Here is a way to think about it. We have to consider two different ways it is used.
- During rollouts (calling compute_actions…):
In this mode rllib interacts with the environments 1 step at a time. On each step it gets the observation from the environment and provides the policy with that observation (in your example that is size 64 from the embeddings produced by the fcnet) plus the state of the lstm at the previous timestep. In your example that is (20, the lstm_cell_size). The policy will use its model to compute the next set of actions to take and also the next state of the lstm having seen the old state plus the new observation.
RLLIB will store that new_state value and on the next step of the environment it will forward it along to the next call to compute_actions. In essence it is chaining the state from step to step. There is a method in the policy model called get_initial_state that will provide the starting state to use on the first step because there is no previous one to use. In rllib the default is all zeros.
In addition to chaning the state, rllib also saves that state in the sample batch to use during traning.
- During training (in the loss function)
In this phase you have a sequence of transitions from possibly many episodes.
The first thing rllib will do is pad all of the episodes so that they are a multiple of max_seq_lens. First it chops the episodes into subsequences of at most max_seq_len steps then for any subsequence that is less than max_seq_len it pads it with zeros. For example an episode with 30 timesteps will be be broken up into 2 sequences. One with the first 20 ts and another with the 10 remaining ts plus 10 zeros.
[(o0-0,s0-0), (o0-1,s0-1), …, (o0-n,s0-n), (o2-0,s2-0), (o2-1,s2-1), …, (o2-n,s2-n), …]
After this rllib will pass all of those observations through the fcnet. Here time does not matter since the embedding network is not time dependent.
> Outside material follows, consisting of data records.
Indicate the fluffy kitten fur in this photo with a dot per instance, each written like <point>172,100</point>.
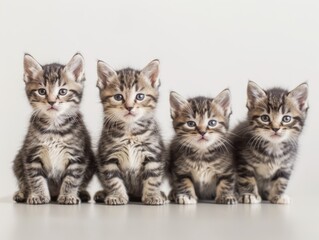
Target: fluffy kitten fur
<point>56,161</point>
<point>200,156</point>
<point>266,143</point>
<point>130,153</point>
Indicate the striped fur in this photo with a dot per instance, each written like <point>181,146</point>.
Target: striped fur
<point>130,154</point>
<point>200,161</point>
<point>266,143</point>
<point>56,161</point>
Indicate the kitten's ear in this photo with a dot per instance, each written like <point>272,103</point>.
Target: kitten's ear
<point>254,94</point>
<point>177,103</point>
<point>105,74</point>
<point>31,68</point>
<point>75,68</point>
<point>223,99</point>
<point>300,96</point>
<point>151,71</point>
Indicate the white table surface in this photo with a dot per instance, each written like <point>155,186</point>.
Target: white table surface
<point>299,220</point>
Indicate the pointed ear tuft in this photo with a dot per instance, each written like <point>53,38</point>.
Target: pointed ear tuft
<point>300,96</point>
<point>151,71</point>
<point>31,68</point>
<point>75,68</point>
<point>223,99</point>
<point>177,103</point>
<point>105,74</point>
<point>254,94</point>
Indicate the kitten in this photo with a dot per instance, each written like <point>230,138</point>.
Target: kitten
<point>130,153</point>
<point>56,161</point>
<point>200,156</point>
<point>266,143</point>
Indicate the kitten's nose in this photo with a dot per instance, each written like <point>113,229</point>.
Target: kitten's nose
<point>129,108</point>
<point>202,133</point>
<point>275,129</point>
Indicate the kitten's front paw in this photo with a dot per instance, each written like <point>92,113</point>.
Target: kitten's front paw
<point>19,197</point>
<point>84,196</point>
<point>155,199</point>
<point>228,199</point>
<point>185,199</point>
<point>280,199</point>
<point>69,199</point>
<point>100,196</point>
<point>116,199</point>
<point>35,199</point>
<point>249,198</point>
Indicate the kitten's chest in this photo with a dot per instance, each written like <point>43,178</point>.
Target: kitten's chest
<point>132,154</point>
<point>204,178</point>
<point>271,162</point>
<point>266,170</point>
<point>53,155</point>
<point>202,173</point>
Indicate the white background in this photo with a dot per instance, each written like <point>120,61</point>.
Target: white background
<point>203,46</point>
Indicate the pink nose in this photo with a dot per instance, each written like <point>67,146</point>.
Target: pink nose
<point>129,108</point>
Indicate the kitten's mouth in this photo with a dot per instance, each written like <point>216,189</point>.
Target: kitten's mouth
<point>129,114</point>
<point>275,135</point>
<point>52,109</point>
<point>202,139</point>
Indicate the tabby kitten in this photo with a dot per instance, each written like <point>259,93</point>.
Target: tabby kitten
<point>266,143</point>
<point>200,161</point>
<point>56,161</point>
<point>130,153</point>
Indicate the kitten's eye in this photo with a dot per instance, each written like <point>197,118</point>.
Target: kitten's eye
<point>286,119</point>
<point>212,123</point>
<point>63,91</point>
<point>42,91</point>
<point>265,118</point>
<point>191,124</point>
<point>140,96</point>
<point>118,97</point>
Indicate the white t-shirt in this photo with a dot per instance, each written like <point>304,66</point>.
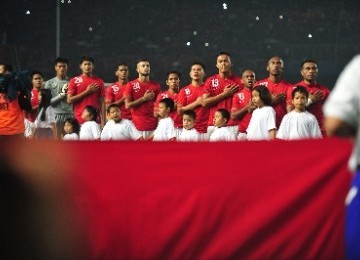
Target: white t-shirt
<point>89,130</point>
<point>298,125</point>
<point>344,103</point>
<point>189,135</point>
<point>165,130</point>
<point>261,122</point>
<point>222,134</point>
<point>49,118</point>
<point>72,136</point>
<point>124,130</point>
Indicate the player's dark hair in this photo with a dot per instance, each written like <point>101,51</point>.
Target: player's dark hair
<point>111,106</point>
<point>173,72</point>
<point>299,89</point>
<point>75,124</point>
<point>264,94</point>
<point>61,60</point>
<point>224,113</point>
<point>34,72</point>
<point>92,111</point>
<point>86,58</point>
<point>190,113</point>
<point>307,61</point>
<point>169,103</point>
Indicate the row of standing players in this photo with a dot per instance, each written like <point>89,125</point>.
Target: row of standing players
<point>139,99</point>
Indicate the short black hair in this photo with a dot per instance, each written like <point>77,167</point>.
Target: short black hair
<point>169,103</point>
<point>61,60</point>
<point>73,121</point>
<point>86,58</point>
<point>224,113</point>
<point>264,94</point>
<point>299,89</point>
<point>306,61</point>
<point>190,113</point>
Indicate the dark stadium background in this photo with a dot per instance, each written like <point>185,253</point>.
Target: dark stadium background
<point>126,30</point>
The outputs of the fcnet will be reshaped to be [batch, max_seq_len, emb_size]
For your example this is [Batch_size//20 x 20 x 64]
The outputs from the lstm will then be reshaped back to [BS*max_seq_len,lstm_cell_size] then be passed through the rest of the networks and action distributions.
One last detail is that in the loss function the timesteps that were padded are zeroed out so that we do not have dummy observations contributing to the loss.
Hopefully this was not too confusing.